C.J.C. Derek

Comparison of harvesting methods for microalgae Chlorella sp. and its potential use as a biodiesel feedstock

Three methods for harvesting Chlorella sp. biomass were analysed in this paper – centrifugation, membrane microfiltration and coagulation: there was no significant difference between the total amount of biomass obtained by centrifugation and membrane microfiltration, i.e. 0.1174±0.0308 and 0.1145±0.0268 g, respectively. Almost the same total lipid content was obtained using both methods, i.e. 27.96±0.77 and 26.43±0.67% for centrifugation and microfiltration, respectively. However, harvesting by coagulation resulted in the lowest biomass and lipid content. Similar fatty acid profiles were obtained for all of the harvesting methods, indicating that the main components were palmitic acid (C16:0), oleic acid (C18:1) and linoleic acid (C18:2). However, the amounts of the individual fatty acids were higher for microfiltration than for centrifugation and coagulation; coagulation performed the most poorly in this regard by producing the smallest amount of fatty acids (41.61±6.49 mg/g dw). The harvesting method should also be selected based on the cost benefit and energy requirements. The membrane filtration method offers the advantages of currently decreasing capital costs, a high efficiency and low maintenance and energy requirements and is thus the most efficient method for microalgae harvesting.
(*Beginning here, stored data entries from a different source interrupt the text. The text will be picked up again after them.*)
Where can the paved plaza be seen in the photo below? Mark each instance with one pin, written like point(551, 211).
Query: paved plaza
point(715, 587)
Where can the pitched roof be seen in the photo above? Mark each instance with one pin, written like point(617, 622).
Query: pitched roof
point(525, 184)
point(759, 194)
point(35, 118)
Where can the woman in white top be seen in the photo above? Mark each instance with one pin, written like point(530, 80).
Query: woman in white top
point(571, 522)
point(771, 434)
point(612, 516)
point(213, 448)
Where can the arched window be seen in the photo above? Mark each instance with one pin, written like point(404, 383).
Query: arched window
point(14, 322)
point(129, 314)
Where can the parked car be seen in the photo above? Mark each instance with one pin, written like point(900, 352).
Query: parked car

Kinetic studies and thermodynamics of oil extraction and transesterification of Chlorella sp. for biodiesel production

In this work, a mixture of chloroform and methanol (1:1, v/v) was applied to oil extraction from Chlorella sp. at 30, 40, 50 and 60°C for 150 min extraction times. Kinetic studies revealed that the values of n and the rate constants were found to depend strongly on temperature. The activation energy was Ea=38.893 kJ/mol, and the activation thermodynamic parameters at 60°C were Δ S≠=−180.190 J/mol K, Δ H≠=36.124 kJ/mol and Δ G≠=96.128 kJ/mol. Both Δ H and Δ S yielded positive values, whereas Δ G was negative at 60°C, indicating that this process is endothermic, irreversible and spontaneous. The acidic transesterification process was also investigated by gas chromatographic analysis of the microalgae fatty acid methyl esters (biodiesel) at different temperatures and reaction times. The fatty acid profile indicated that the main components were palmitic, linoleic and linolenic acids. The concentration of linolenic acid increased and oleic acid decreased as the temperature increased. Two-hour transesterification is the best reaction time for biodiesel production because it produces the highest percentage of unsaturated fatty acids (74%). These results indicate the potential of Chlorella sp. to produce biodiesel of good quality.